What can we learn from giant sequoias?
Have you ever seen or stood below a giant sequoia tree? My family and I encountered a grove of them at the Royal Botanic Gardens in Edinburgh a couple months ago. We have also seen the gigantic redwoods out at Muir Woods during a trip to San Francisco back in 2011. It is quite a humbling experience to stand beneath these grand specimens of God’s creation!
The writer of my daily devotional this morning was talking about sequoia trees (The Methodist Book of Daily Prayer, p. 168-169). Even though sequoias are among the world’s largest trees, they don’t have their own separate root systems. Instead, their roots intertwine with the roots of neighboring trees. That’s how they support and strengthen one another. “When a storm hits,” the writer observes, “they literally hold each other up.”

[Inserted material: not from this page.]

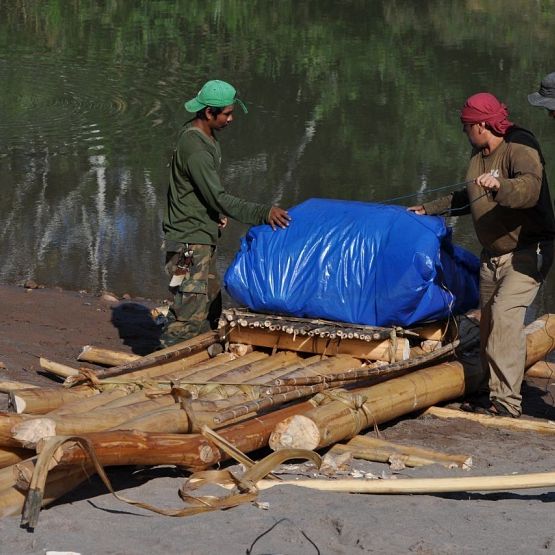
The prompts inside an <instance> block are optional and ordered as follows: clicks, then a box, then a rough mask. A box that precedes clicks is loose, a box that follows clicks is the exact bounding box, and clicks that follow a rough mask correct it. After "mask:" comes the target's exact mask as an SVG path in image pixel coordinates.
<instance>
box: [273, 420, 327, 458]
mask: <svg viewBox="0 0 555 555" xmlns="http://www.w3.org/2000/svg"><path fill="white" fill-rule="evenodd" d="M319 443H320V432H319V431H318V427H317V426H316V424H315V423H314V422H313V421H312V420H310V419H309V418H306V416H302V415H295V416H291V417H289V418H286V419H285V420H283V421H281V422H280V423H279V424H278V425H277V426H276V428H275V430H274V431H273V432H272V435H271V436H270V441H269V445H270V447H271V448H272V449H273V450H274V451H278V450H280V449H287V448H291V449H309V450H313V449H316V447H318V444H319Z"/></svg>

The writer went on to observe that we often want to see ourselves as independent, self-sufficient, and self-reliant. When problems come our way, we want to be able to handle them ourselves. “But this isn’t how we are created to live,” the writer suggests. “We are made to derive our strength from a power outside ourselves. We are meant to be rooted in Christ and to establish our strength from a source beyond ourselves.” In other words, we are meant to be like the giant sequoias—bound together and connected to one another for mutual strength and support.
The devotional closed with a line that I really like: “The bad news is that you can’t do life alone. The good news is that you don’t have to.”
Today I thank God for our rootedness together in Christ and in community with one another here at Signal Crest.